Baseline data were collected within 30 days of surgery. Participants were then evaluated at six months, 12 months, and then annually, for five years after surgery. Researchers compared weight loss, comorbidity resolution, nutritional abnormalities and quality of life between the younger and older adolescents participating in the study.
No significant differences in the remission of high blood pressure or high cholesterol were observed between the age groups. Weight loss and quality of life were similar in the two groups. Further, younger adolescents were less likely to develop elevated transferrin, which plays a central role in iron metabolism, and low vitamin D.

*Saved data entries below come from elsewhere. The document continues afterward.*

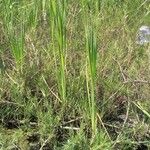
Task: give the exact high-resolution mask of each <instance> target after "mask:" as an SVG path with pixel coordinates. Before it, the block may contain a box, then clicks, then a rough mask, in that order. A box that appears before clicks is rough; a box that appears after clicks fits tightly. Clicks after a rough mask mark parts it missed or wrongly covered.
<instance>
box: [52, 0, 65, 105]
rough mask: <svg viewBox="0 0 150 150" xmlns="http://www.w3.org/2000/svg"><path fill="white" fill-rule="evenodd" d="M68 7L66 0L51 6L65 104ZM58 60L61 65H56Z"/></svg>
mask: <svg viewBox="0 0 150 150" xmlns="http://www.w3.org/2000/svg"><path fill="white" fill-rule="evenodd" d="M66 5H67V1H66V0H63V1H62V3H60V2H59V1H51V4H50V6H51V7H50V10H51V12H50V13H51V16H52V22H51V28H52V41H53V53H54V57H55V67H56V72H57V73H56V74H57V79H58V87H59V94H60V97H61V100H62V102H63V103H66V79H65V71H66ZM57 52H58V58H57ZM57 59H59V64H57V63H56V61H57Z"/></svg>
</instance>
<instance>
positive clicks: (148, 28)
mask: <svg viewBox="0 0 150 150" xmlns="http://www.w3.org/2000/svg"><path fill="white" fill-rule="evenodd" d="M145 43H150V27H149V26H141V27H140V28H139V31H138V37H137V44H141V45H143V44H145Z"/></svg>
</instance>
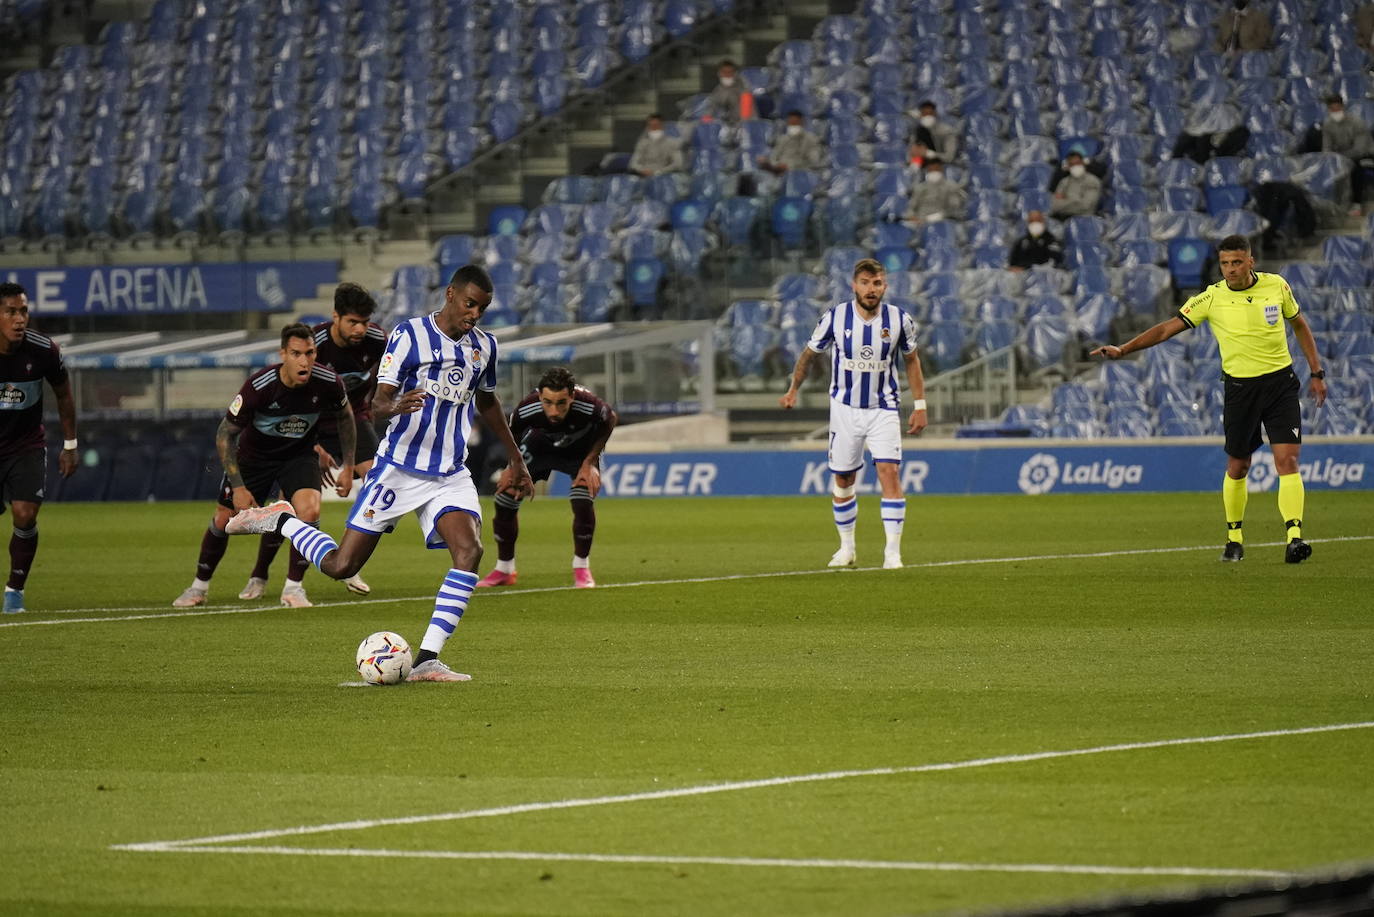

"Younger teens have less commonly been considered eligible for surgery due to their age, but the findings in this analysis should shift the focus from a concern about age to more important factors that should drive decision-making. These include providing the patient with the best opportunity to reach a normal BMI after surgery, reversal of serious complications of obesity, and treatment that will most likely increase the lifespan," said Thomas H. Inge, MD, Ph.D., Teen-LABS principal investigator, and director of pediatric surgery and the bariatric center at Children's Colorado. "While these results are promising, longer term study of this early intervention is needed to fully evaluate the impact of surgery to reverse late effects of childhood severe obesity that develop over the decades."